BOULDER – If Pearl Street is the central go-to-hub for Boulder’s many socialites, The Hill is the go-to (and off-campus) hangout for students attending the University of Colorado-Boulder.

Located just west of the CU-Boulder campus, The Hill (short for “University Hill”) is a unique neighborhood that’s part-residential, part-business.

Join us Friday on Instagram as we tour University Hill and its shops, restaurants, and unique historical facts that make it the funky mix of college kids and residential homes it is today, sitting adjacent to the University of Colorado.

‘The Hill’ and its history of college culture

Until the 1930s, the University Hill neighborhood in Boulder was just open frontier: filled with grasshoppers and weeds.

Streets weren’t paved and it certainly wasn’t filled with college kids playing beer pong in their front yards!

Instead, students crowded into University Hill soda shops between classes.

In 1859, a group of men organized the Boulder City Town Company, made up of miners and workers. The men decided to map out and build on the 1,280 acres along Boulder Creek – east of the canyon – that we today call Boulder.

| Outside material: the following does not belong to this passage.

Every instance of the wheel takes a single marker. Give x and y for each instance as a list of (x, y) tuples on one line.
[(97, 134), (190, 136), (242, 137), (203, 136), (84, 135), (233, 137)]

The company set exorbitant rates for the land purchase: $1,000 for a 50-foot by 140-foot lot! On the contrary, homesteaders could buy land for just $1.25 an acre from the federal government. Safe to say growth was slow for the first few decades of Boulder.

By 1876, mining and a silver discovery had infused some money into the sleepy town. In that same year, Colorado became a state, and the University of Colorado was established.

Although the Pearl Street area was Boulder’s first downtown, The Hill began to rise in popularity as more college students and families searched for a place to live near the University.

In 1906, University Hill Elementary school was established, one of the oldest in the city.

The real estate market flourished in the 1920s in Boulder. With the end of the great war, enrollment at CU doubled, and many families moved to Boulder so their college-bound kids could attend the University and live at home.

Many summer residences were also built as a respite for tuberculosis.